Brain Changes Emerge Decades Before Huntington’s Diagnosis

Changes in neurofilament light (NfL), cerebrospinal fluid (CSF), and proenkephalin (PENK) protein appeared decades before the emergence of clinically diagnosable Huntington’s disease.

About 23 years before clinical diagnosis, CSF analysis showed very early signs of neurodegeneration with elevated NfL protein, a marker of axonal damage, and decreased PENK, a surrogate marker for the fatal condition of medium spiny neurons, reported Sarah Tabrizi, Ph.D., of University College London, and co-authors.

These signs were accompanied by brain atrophy, especially in the caudate and putamen. The researchers wrote in the study that a longitudinal increase in the ratio of cytosine-adenine-guanine (CAG) repeat expansion in the blood was an important predictor of caudate and putamen atrophy. Natural medicine.

This research offers two important findings, notes co-author Rachel Scahill, Ph.D., also of University College London.

“First, we demonstrated that the critical disease process—somatic CAG repeat expansion—can be detected in the blood more than two decades before individuals with gene expansion of Huntington’s disease can expect to receive a clinical motor diagnosis,” she said. MedPage Today.

“Secondly, we identified early signs of the disease in imaging of the brain, blood and spinal fluid, which show very early pathological changes,” she said.

the He studies He evaluated 57 Huntington’s patients and 46 male patients over 4.5 years, and was the first to establish a direct link between somatic CAG expansion recurrence and early brain changes in humans decades before clinical diagnosis.

“This research is a big step forward and paves the way for future prevention trials in Huntington’s disease,” Tabrizi said. MedPage Today. “It also holds broader implications for understanding and potentially intervening in other neurodegenerative diseases, such as Alzheimer’s disease.”

Huntington’s disease is an autosomal dominant disorder caused by an extended CAG trinucleotide repeat in huntingtin (HTT) gene. The cascade tends to continually expand in a process known as somatic CAG expansion, which leads to accelerated neurodegeneration.

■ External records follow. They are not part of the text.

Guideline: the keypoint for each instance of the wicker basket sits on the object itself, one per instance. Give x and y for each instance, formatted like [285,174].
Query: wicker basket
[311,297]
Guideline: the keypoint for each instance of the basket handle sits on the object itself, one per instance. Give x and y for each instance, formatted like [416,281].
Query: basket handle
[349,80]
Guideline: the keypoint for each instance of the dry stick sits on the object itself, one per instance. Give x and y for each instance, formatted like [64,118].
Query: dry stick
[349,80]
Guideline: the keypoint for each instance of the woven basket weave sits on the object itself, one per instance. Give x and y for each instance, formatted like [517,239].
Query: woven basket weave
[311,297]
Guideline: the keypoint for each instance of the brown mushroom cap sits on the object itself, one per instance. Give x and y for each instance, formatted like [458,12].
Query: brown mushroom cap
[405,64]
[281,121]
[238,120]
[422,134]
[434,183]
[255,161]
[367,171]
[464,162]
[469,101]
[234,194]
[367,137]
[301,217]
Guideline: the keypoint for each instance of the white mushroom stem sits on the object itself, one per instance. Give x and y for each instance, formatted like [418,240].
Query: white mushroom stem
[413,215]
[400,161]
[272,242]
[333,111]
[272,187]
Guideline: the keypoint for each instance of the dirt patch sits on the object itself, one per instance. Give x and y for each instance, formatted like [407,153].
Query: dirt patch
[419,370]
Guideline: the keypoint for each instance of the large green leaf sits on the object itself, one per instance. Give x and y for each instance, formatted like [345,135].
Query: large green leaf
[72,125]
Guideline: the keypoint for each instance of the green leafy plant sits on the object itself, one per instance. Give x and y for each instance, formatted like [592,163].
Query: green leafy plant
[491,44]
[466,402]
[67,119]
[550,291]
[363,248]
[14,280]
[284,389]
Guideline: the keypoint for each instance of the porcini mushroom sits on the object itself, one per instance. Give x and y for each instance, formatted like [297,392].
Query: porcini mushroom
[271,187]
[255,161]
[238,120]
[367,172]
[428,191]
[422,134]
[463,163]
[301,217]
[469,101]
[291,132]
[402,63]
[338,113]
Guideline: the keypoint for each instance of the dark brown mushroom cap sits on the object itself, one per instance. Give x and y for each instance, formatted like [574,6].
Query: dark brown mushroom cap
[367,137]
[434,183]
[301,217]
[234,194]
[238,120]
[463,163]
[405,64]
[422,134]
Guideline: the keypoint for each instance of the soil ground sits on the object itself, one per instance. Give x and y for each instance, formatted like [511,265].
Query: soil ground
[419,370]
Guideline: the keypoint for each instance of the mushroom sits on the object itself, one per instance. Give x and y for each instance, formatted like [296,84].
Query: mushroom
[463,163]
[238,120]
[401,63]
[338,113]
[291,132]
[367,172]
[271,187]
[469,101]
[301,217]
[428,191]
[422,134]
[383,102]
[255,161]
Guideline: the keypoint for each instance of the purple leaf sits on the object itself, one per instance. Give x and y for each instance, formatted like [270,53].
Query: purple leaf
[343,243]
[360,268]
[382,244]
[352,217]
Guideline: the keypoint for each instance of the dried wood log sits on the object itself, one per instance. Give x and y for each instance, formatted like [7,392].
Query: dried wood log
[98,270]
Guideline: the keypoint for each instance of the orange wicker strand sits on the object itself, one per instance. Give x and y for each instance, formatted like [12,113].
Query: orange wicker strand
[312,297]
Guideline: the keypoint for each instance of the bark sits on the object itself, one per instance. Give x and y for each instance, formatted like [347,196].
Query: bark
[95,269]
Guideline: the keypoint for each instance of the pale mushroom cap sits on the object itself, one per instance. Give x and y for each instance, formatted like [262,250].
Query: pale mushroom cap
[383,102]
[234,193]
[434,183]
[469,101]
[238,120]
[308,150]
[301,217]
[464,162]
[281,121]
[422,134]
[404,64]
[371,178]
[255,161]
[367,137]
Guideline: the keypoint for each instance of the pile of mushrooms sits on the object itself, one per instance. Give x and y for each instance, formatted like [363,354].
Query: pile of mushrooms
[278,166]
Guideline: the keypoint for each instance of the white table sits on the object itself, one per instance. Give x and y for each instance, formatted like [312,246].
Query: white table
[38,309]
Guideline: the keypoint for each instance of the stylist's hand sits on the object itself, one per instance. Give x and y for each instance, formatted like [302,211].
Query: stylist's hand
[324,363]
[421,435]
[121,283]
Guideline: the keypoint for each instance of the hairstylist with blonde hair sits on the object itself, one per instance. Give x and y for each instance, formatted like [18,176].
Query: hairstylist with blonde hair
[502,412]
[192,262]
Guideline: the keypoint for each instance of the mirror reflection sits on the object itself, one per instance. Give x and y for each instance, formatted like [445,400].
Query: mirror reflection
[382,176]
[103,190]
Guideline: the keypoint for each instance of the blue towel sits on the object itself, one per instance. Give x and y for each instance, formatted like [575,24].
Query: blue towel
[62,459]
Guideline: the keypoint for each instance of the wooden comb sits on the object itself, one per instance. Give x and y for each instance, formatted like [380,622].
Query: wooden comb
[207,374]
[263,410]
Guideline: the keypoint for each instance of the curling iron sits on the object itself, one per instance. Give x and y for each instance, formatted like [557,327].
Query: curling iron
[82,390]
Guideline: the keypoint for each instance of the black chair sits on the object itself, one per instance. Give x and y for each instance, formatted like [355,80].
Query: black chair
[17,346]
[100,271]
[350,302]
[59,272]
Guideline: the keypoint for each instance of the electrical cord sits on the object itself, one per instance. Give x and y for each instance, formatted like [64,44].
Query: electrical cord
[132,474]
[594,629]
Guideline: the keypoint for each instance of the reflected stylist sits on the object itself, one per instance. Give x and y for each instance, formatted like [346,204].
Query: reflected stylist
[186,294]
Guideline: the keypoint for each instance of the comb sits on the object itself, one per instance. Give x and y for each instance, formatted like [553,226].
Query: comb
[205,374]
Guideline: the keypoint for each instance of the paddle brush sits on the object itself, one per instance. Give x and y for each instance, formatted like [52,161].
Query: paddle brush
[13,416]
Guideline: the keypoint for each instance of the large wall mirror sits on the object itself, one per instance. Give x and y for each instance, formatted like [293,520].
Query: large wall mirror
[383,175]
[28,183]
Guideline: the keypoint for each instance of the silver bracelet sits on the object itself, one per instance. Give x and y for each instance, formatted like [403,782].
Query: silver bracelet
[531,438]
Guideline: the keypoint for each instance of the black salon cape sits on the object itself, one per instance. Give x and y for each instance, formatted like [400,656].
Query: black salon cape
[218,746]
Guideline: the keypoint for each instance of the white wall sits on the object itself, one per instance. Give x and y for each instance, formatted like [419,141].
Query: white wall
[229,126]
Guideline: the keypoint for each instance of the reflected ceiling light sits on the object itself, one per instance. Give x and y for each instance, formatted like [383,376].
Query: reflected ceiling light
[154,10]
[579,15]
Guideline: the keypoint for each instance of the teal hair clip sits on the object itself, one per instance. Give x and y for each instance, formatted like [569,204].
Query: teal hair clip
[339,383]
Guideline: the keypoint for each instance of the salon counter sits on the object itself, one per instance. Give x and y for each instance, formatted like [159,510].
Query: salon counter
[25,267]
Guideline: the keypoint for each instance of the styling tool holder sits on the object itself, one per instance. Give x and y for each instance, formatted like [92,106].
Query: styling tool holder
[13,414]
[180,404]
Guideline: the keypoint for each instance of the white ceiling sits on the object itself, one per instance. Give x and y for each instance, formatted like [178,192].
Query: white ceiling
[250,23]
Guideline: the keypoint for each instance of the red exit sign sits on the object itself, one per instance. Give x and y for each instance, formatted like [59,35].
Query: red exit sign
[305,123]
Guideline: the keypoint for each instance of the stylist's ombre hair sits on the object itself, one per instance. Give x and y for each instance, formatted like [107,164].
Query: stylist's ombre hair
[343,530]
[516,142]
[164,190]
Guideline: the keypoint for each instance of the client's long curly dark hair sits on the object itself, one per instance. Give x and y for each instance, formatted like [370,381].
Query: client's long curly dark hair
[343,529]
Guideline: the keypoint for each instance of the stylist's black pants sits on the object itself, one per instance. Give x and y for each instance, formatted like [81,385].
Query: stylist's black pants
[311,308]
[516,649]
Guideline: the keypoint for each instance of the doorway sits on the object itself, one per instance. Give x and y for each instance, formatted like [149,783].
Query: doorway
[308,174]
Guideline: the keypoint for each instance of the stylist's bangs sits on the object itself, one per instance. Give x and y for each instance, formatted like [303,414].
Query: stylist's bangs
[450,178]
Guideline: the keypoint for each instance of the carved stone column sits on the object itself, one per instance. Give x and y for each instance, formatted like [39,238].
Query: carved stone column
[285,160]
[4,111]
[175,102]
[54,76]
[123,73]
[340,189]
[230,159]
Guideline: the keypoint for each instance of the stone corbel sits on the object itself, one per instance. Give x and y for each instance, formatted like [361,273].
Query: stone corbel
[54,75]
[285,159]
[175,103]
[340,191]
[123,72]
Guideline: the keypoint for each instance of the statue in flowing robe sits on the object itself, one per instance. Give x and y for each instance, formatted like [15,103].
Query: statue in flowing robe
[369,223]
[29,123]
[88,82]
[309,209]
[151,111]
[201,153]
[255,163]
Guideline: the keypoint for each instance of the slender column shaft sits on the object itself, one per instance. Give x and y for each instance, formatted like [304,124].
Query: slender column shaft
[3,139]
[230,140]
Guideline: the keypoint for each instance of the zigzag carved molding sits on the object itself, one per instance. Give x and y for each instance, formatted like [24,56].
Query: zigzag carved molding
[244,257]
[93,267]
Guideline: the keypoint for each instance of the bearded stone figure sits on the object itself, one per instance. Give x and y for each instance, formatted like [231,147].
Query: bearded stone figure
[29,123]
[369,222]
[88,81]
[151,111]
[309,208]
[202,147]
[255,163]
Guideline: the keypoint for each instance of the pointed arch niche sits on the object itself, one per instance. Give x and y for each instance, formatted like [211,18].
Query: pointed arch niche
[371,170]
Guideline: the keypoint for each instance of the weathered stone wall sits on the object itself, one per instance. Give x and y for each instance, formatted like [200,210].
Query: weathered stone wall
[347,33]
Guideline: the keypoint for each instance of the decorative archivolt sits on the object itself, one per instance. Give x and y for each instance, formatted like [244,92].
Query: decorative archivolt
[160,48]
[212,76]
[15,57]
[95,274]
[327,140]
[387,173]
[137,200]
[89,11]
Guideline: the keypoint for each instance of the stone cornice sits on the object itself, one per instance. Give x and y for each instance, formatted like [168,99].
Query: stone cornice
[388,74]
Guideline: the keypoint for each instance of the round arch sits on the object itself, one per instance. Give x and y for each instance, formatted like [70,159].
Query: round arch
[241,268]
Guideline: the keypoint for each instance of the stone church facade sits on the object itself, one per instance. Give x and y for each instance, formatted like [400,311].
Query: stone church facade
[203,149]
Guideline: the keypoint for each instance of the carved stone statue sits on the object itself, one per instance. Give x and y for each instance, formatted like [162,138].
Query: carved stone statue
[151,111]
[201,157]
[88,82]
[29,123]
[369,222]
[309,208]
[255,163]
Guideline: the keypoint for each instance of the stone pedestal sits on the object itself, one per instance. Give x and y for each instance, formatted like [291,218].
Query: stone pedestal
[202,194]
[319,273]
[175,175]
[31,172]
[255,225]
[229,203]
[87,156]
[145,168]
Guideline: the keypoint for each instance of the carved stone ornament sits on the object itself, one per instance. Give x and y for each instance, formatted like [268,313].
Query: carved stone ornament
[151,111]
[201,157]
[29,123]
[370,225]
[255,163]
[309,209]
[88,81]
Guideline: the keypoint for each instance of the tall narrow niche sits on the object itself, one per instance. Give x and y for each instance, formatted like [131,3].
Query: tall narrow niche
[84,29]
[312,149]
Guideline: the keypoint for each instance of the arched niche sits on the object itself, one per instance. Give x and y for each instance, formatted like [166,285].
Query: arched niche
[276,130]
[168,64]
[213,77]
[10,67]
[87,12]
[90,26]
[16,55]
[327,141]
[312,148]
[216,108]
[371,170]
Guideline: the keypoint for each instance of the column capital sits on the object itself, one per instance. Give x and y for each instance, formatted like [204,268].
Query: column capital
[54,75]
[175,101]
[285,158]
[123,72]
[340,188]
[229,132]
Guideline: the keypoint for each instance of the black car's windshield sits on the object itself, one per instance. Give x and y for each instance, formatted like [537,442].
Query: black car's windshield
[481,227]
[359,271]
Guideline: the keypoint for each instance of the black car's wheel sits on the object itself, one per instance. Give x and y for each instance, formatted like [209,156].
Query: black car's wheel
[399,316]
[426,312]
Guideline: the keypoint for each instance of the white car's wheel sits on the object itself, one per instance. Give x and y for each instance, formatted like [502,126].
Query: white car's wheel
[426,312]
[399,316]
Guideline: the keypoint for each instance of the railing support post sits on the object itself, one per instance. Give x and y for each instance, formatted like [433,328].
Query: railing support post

Research has suggested that expansion may involve two thresholds in Huntington’s disease: the inherited CAG length that leads to somatic expansion, and a threshold above which neurological dysfunction and death occur.

Consistent with this, a post-mortem study published this week suggested that neurons may face decades of quiescent repeat expansion, followed by neuronal damage caused by a cascade of dysregulation once CAG repeats exceed 150.

in cellStephen McCarroll, Ph.D., of the Broad Institute of MIT and Harvard University in Boston, and co-authors identified a pattern in the way HTT Expanded CAG repeats in projection neurons. Expansion from 40 to 150 CAGs had no obvious effect, but striatal projection neurons containing 150 to 500 or more CAGs rapidly degenerated and died.

McCarroll and colleagues estimated that repetitive tracts grew slowly during the first two decades of life, like a “ticking DNA clock.” Once they reached around 80 CAGs, the rate accelerated.

Tabrizi and co-authors suggested that there may be a therapeutic window for people at risk for Huntington’s disease who function normally but have detectable measures of early neurodegeneration. By targeting somatic CAG repeat expansion early in the neurodegenerative process, therapies may be able to delay or prevent the onset of clinical signs.

“With new therapies in development to target DNA repair proteins known to influence somatic expansion, our results are timely to demonstrate their association with measurable markers of disease,” they wrote.